Healthwatch Release Notes

Warning: The Healthwatch tiles are currently in beta and are intended for evaluation and test purposes only. Do not use this product in a production environment.

v2.0.3 (beta)

Release Date: July 10, 2020

Breaking Changes:
  • The server name of all the exporters are changed to hwexporter. If you are setting up scrape config to those exporters, the scrape config needs to be updated.
  • The cert expiration exporter is now moved to TAS for VMs and TKGi Exporter tiles, instead of in the Healthwatch tile. If you are setting up scrape config to those exporters, the scrape config needs to be updated.

Features

New features and changes in this release:

  • Grafana 7.0

  • Downsize the exporter VMs to better utilize the resource.

Security Fixes

This release includes the following security fix:

  • Remove extraneous logging in certain components that would log sensitive information under certain configuration.

Resolved Issues

This release includes the following fixes:

  • Healthwatch Exporter for PKS now includes metrics to populate BOSH Director Health dashboard properly.

  • Fix a query on Tanzu Application Service SLO dashboard.

  • Healthwatch SLO populate correct exporter metrics depends on whether TAS for VMs or TKGi dashboard selected.

  • Various dashboard fixes.

Known Issues

  • When Healthwatch is installed with TAS for VMs versions v2.7.17 and earlier patches, v2.8.11 and earlier patches, or v2.9.5 and earlier patches, the Usage Service Dashboard will not be populated correctly and will trigger alerts tagged with usage_service_app_usage_event_cc_lag_seconds.
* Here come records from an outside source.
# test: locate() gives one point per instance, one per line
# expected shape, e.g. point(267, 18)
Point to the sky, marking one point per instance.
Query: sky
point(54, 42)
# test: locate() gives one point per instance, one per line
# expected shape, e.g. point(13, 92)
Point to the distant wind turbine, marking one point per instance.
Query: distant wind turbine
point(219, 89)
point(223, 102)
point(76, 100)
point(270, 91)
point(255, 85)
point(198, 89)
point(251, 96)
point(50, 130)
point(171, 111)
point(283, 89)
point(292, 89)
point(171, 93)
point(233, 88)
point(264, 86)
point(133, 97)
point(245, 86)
One workaround is to pause reporting these alerts by opening Grafana -> Alerting -> Alert rules, and pause the corresponding alerts.
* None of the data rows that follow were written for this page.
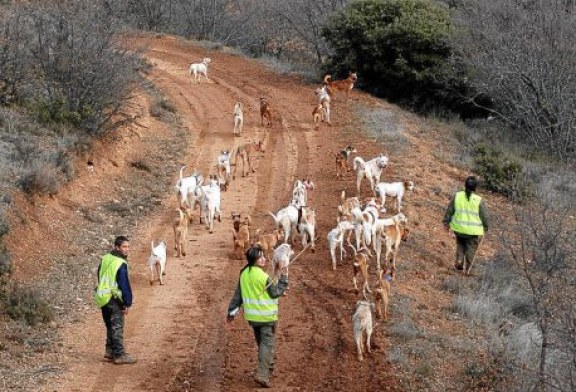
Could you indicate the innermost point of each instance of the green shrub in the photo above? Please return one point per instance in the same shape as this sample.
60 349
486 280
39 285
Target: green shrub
25 303
499 173
398 47
57 111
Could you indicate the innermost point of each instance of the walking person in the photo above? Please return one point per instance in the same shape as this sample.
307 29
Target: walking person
114 296
466 216
258 297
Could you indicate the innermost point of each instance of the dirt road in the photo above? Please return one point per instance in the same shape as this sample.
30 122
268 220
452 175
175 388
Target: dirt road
177 331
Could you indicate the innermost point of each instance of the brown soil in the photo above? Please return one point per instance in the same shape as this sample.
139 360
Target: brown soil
177 331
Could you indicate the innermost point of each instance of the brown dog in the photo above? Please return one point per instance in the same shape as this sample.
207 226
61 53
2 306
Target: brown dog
360 265
265 112
345 85
317 116
393 235
180 227
347 204
269 241
342 165
246 152
242 237
382 295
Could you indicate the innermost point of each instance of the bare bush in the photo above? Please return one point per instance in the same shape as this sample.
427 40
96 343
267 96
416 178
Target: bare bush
522 56
80 75
26 303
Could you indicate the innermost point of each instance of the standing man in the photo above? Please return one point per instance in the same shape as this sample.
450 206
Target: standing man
258 296
466 216
114 296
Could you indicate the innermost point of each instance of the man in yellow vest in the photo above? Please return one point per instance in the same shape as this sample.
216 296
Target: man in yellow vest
114 296
466 216
258 297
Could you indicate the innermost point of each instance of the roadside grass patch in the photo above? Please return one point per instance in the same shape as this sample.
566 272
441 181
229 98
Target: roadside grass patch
24 303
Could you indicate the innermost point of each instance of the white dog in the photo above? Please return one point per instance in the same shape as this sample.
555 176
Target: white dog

  • When PKS cluster discovery is used with PKS deployed on vSphere NSX-T, the load balancer created by NSX-T does not have all the ports open that are required for PKS Cluster Discovery to scrape from on demand K8s clusters correctly. One workaround is to manually modify the load balancer through the NSX-T Manager API to open up these ports: 10200, 10251, 10252, and 8443.

    To open the ports:

    1. Fetch the list of virtual servers:

      curl -u 'NSX-T-USERNAME:NSX-T-PASSWORD' \
        "https://NSX-MGR/api/v1/loadbalancer/virtual-servers" | jq .`
      

      Where NSX-T-USERNAME:NSX-T-PASSWORD is the username and password for logging into the NSX-T console.

    2. In the output, look for the JSON array item that has the display_name starting with lb-pks and ending with virtual-server and copy the id field.
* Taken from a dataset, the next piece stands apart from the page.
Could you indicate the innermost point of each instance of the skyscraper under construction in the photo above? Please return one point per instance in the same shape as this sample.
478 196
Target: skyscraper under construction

    3. Fetch the current configuration for the load balancer:

      curl -u 'NSX-T-USERNAME:NSX-T-PASSWORD' \
        https://NSX-MGR/api/v1/loadbalancer/virtual-servers/VIRTUAL-SERVER-UUID`
      

      Where:

      • NSX-MGR is the IP/FQDN of your NSX-T console.
      • VIRTUAL-SERVER-UUID is the unique ID that identifies the Load Balancer.
    4. Save the JSON that is returned by this command to a file.

    5. Modify that JSON to include the additional ports:

      {
          "...": "...",
          "ports": [
              "8443",
              "10200",
              "10251",
              "10252"
          ],
          "...": "..."
      }
      
    6. Do a PUT to the API to update the virtual server:

      curl -X PUT -u 'NSX-T-USERNAME:NSX-T-PASSWORD' \
        https://NSX-MGR/api/v1/loadbalancer/virtual-servers/VIRTUAL-SERVER-UUID \
        -H 'X-Allow-Overwrite: true' -H 'Content-type: Application/json' \
        -d 'MODIFIED-JSON-DATA'
      

      Where MODIFIED-JSON-DATA contains the additional ports you want to add.

  • When PKS cluster discovery is used with PKS deployed on vSphere NSX-T, there is a load balancer created by NSX-T, and that obscures the fact that there are multiple k8s masters. It will be lower than the actual count, depending on how many load balancers there are.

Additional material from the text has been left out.